Il modello Trump, si sa, sta spopolando in tutto il mondo. E se la tendenza politica/anti-politica è arrivata persino in Europa, figuriamoci l’effetto emulazione che può avere in America latina, regione vicina agli Usa governati da Donald Trump.

Il prossimo 1° luglio ci saranno le elezioni presidenziali in Messico. Il favorito, secondo gli ultimi sondaggi, è Andrés Manuel López Obrador, candidato del partito Movimiento Regeneración Nacional (Morena).

In un’editoriale intitolato “Il pericolo di un Trump messicano”, il quotidiano americano The Washington Post sostiene che il politico (tre volte candidato alla presidenza) è molto simile a Trump e che la sua vittoria potrebbe comportare “più problemi” in entrambi i Paesi.

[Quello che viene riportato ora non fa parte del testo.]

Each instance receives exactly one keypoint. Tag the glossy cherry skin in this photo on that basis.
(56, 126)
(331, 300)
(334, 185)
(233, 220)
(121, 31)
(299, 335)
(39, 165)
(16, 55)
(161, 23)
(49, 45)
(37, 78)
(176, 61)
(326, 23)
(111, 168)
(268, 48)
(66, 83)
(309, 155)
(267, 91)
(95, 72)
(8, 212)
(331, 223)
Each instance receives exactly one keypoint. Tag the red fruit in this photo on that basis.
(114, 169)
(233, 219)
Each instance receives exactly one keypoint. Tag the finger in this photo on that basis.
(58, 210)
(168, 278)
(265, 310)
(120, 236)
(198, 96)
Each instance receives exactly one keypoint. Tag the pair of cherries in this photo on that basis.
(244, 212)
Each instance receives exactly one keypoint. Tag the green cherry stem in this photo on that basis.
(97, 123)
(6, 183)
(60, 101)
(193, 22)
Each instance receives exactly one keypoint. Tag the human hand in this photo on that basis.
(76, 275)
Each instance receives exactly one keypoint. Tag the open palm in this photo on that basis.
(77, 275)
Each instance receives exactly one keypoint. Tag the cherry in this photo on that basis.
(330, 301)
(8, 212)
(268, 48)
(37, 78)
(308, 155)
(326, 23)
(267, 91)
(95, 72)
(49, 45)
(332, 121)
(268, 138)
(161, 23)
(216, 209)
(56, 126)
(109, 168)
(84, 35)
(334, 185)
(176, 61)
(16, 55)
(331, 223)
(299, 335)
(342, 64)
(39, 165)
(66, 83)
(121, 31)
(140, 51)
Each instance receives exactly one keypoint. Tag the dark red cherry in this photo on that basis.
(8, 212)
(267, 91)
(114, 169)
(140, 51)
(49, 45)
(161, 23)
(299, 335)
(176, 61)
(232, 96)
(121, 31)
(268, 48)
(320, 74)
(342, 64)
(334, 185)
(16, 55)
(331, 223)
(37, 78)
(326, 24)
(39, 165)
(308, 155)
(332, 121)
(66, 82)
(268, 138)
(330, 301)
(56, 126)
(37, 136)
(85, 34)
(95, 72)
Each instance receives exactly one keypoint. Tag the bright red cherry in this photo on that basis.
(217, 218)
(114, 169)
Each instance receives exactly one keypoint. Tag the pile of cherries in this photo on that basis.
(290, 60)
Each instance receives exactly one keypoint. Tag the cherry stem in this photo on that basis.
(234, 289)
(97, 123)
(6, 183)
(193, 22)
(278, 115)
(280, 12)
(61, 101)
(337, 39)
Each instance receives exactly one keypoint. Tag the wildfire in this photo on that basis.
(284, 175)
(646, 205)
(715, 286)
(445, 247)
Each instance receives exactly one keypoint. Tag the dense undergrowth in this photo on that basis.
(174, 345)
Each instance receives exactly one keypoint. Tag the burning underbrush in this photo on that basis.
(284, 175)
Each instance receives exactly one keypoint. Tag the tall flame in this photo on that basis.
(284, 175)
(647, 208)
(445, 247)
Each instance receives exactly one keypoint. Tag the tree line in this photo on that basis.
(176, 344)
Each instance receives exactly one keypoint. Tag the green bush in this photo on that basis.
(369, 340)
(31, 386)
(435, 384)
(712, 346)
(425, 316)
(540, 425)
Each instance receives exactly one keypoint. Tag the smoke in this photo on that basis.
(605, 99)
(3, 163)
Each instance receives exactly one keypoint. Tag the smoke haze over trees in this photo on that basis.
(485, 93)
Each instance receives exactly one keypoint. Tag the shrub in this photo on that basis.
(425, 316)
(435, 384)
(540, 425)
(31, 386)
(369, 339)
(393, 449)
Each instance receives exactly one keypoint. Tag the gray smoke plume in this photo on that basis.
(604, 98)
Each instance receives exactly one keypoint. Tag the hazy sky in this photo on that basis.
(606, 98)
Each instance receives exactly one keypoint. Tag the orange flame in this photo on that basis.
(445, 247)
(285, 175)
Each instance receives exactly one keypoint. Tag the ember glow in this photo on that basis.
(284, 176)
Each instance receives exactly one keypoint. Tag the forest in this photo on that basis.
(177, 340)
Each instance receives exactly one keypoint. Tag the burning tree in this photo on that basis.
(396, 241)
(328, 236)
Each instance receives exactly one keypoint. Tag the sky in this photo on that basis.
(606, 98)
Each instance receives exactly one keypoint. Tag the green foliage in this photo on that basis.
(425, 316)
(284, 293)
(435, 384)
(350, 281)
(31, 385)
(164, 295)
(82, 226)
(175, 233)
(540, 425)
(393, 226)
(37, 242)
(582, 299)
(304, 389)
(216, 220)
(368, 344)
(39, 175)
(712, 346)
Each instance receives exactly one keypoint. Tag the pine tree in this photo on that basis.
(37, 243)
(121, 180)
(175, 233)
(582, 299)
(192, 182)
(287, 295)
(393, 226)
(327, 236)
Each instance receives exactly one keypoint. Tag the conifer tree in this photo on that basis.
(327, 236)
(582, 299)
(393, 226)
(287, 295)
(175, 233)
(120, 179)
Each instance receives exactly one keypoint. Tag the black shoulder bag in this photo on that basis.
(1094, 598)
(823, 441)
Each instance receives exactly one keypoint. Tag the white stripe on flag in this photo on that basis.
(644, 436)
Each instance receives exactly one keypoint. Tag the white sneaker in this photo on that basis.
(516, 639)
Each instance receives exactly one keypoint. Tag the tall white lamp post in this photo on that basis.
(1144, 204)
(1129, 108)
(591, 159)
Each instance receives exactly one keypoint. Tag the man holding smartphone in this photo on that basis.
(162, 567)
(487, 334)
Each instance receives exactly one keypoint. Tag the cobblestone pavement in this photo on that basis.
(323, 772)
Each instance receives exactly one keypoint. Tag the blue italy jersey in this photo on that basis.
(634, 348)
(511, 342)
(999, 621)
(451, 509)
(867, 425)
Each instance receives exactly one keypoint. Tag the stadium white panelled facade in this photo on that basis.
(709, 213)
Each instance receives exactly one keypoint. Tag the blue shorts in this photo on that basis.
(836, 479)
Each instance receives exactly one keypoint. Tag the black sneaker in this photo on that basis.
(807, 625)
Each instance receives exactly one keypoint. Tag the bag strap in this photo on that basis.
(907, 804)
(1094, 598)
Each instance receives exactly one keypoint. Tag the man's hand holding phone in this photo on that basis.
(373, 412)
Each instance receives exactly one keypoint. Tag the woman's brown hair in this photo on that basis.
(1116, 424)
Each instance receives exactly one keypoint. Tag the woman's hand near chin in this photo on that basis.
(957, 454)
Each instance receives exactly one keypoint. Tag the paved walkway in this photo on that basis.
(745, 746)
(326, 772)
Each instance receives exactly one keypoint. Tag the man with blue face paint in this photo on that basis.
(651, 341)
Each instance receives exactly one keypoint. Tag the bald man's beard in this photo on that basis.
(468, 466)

Ex governatore dello stato della Città del Messico, López Obrador presenta una tipologia politica e un programma di governo che sembra ispirarsi al repubblicano. Questo però non porterebbe a un buon rapporto tra i due leader. “Se il signore López Obrador vince il voto del 1° luglio – si legge nell’articolo – i rapporti bilaterali potrebbero inquinarsi ancora di più […] Se gli elettori messicani favoriscono quest’agenda reazionaria, è perché sono stanchi dei fallimenti delle presidenze centriste”. Il rischio però, aggiunge la pubblicazione, è che il Messico ritorni alle politiche fallimentari di stile stataliste come negli anni ’70. O peggio, al modello socialista catastrofico del Venezuela.

Il giornalista Jon Lee Anderson dice, in un reportage pubblicato sul settimanale The New Yorker, che la campagna elettorale di López Obrador si è beneficiata con l’arrivo di Donald Trump alla presidenza. È molto probabile che il ritorno ad un nazionalismo popolare, favorevole al candidato di Morena, sia collegato all’effetto Trump. Il linguaggio del candidato favorito alle elezioni in Messico, così come molte delle sue posizioni politiche, sembrano indirizzate al nuovo ordine geopolitico del XXI secolo.